Nous réglons la facture et ils se disent au revoir tandis que Brown se dirige vers le centre-ville pour vérifier les travaux dans leur appartement. Benanti part pour un autre rituel de mise au point : la physiothérapie. C'est dans un centre de West 42nd Street privilégié par de nombreux acteurs de Broadway, et quand nous arrivons, nous rencontrons l'amie de Benanti, Nina Lafarga, une danseuse qu'elle a rencontrée surFemmes au bord de la dépression nerveuse.Ils travaillent tous les deux avec Sean Gallagher, spécialisé dans les artistes de scène, et, après que Benanti s'est allongé sur une table rembourrée, il commence à lui faire subir une série de mouvements de bretzel - certains avec ses jambes fortement pressées contre son tronc costaud, d'autres où il est se penchant sur elle alors qu'elle se tourne très lentement depuis les hanches. Benanti lui raconte une scène dansElle m'aimeoù elle et Krakowski sont assis côte à côte, chantant l'un pour l'autre, et explique que jouer avec la tête inclinée lui cause des problèmes. Gallagher est doux mais évidemment un gars fort, et il prépare ses pieds et se penche lorsqu'il applique une pression. Elle expire brusquement à plusieurs reprises, audible de l'autre côté de la pièce. Ils parlent seulement un peu en cours de route : « Ça va ? "Ouais, c'est bien… d'accord, ce n'est plus si bien maintenant." Il enfile ensuite des gants chirurgicaux et commence à faire quelque chose dont je n'ai jamais entendu parler : avec ses doigts profondément enfoncés dans sa bouche, il ajuste lentement et fermement sa mâchoire, d'avant en arrière. Un travail supplémentaire sur sa gorge suit, poussant son larynx (de l'extérieur). C’est franchement un peu énervant et intense à regarder.
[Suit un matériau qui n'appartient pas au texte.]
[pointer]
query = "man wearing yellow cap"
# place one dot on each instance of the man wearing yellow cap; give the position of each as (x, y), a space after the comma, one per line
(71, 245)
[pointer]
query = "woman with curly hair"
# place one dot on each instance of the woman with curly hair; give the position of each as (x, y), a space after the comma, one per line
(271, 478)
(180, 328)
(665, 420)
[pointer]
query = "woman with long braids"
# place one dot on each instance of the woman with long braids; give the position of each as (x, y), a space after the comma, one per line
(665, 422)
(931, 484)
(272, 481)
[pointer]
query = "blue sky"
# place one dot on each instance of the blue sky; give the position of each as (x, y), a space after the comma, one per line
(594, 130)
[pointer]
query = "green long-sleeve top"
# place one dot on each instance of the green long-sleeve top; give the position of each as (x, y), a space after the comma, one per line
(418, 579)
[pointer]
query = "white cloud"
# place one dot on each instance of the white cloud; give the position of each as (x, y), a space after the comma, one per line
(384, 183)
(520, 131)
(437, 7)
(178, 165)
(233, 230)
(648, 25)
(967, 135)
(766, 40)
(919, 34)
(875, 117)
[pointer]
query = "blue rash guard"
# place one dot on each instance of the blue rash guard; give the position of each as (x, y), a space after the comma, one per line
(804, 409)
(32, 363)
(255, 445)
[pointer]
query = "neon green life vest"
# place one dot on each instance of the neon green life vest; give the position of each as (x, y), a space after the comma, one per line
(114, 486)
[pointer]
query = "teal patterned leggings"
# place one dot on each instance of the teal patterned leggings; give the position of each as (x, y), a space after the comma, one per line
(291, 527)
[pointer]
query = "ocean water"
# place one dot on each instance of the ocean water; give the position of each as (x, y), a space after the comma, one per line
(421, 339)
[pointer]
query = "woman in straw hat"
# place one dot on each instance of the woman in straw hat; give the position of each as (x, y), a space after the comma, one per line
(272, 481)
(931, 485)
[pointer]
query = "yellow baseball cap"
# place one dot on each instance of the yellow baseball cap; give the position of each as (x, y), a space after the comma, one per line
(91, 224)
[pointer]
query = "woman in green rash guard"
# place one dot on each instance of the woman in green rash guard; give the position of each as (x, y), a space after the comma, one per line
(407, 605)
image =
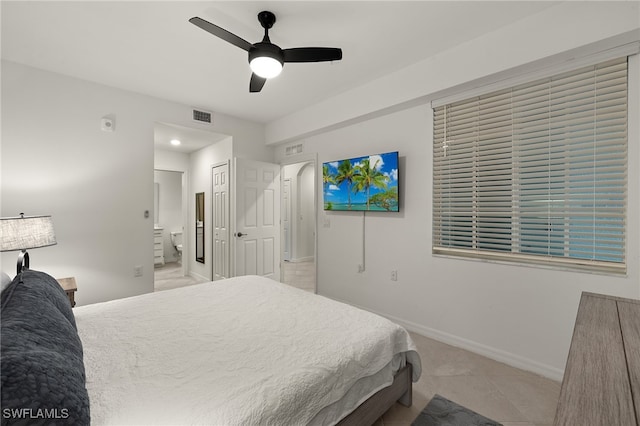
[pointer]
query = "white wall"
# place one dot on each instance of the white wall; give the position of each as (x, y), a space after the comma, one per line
(517, 314)
(97, 185)
(306, 215)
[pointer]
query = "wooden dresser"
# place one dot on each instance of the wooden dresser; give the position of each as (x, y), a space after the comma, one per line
(601, 384)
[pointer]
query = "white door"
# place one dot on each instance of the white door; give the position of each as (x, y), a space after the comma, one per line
(257, 218)
(286, 215)
(220, 208)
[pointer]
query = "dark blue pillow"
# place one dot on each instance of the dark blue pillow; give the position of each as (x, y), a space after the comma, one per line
(43, 378)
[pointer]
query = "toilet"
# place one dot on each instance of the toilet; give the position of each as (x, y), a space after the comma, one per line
(176, 240)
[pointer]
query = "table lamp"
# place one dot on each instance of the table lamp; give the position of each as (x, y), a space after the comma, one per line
(25, 232)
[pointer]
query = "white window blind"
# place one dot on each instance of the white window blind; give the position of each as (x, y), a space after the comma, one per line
(537, 172)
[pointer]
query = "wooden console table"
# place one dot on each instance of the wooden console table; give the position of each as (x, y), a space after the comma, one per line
(601, 384)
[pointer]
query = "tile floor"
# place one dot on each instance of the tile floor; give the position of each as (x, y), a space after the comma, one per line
(170, 276)
(502, 393)
(505, 394)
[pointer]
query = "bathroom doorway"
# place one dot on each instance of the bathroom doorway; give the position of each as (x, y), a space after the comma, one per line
(299, 224)
(169, 218)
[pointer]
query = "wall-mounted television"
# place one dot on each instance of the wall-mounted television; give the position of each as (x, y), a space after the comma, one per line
(368, 183)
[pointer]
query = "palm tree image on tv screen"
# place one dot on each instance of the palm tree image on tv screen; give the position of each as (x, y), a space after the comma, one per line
(368, 183)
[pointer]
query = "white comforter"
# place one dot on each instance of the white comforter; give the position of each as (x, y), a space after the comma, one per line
(242, 351)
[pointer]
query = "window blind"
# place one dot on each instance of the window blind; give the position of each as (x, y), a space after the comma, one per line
(536, 172)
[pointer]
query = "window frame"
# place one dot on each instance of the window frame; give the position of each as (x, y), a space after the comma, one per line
(516, 254)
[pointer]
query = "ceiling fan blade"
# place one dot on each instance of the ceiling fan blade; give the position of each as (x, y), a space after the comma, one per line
(256, 83)
(222, 33)
(312, 54)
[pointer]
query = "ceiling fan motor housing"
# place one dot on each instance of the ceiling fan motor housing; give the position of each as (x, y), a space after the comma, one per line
(266, 49)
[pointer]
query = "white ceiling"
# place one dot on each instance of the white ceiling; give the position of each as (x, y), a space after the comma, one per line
(150, 47)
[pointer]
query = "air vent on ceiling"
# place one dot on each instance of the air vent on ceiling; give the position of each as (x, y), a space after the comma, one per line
(202, 116)
(293, 149)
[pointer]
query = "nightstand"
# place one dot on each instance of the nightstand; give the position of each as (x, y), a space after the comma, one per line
(69, 286)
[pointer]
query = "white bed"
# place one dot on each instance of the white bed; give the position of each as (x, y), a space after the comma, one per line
(242, 351)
Lorsqu'elle descend de table, je lui demande :Qu'est-ce que c'était que ça ?Benanti explique que lorsque vous ne respirez pas aussi complètement que vous le devriez, vous avez tendance à « chanter sur la mâchoire », ce qui fait que les muscles se contractent ; il relâchait cette tension, et en fait, elle a l'air plus froide qu'à son arrivée. Et maintenant, elle se rend au Studio 54 pour le spectacle du soir, où la première chose qu'elle fera sera de préparer une grande tasse de thé au gingembre et au citron pour un dernier apaisement de la gorge. Il y a aussi une sorte d'inhalateur de vapeur dans sa loge. Alors que nous nous séparons, j'entends les échauffements vocaux recommencer derrière la porte.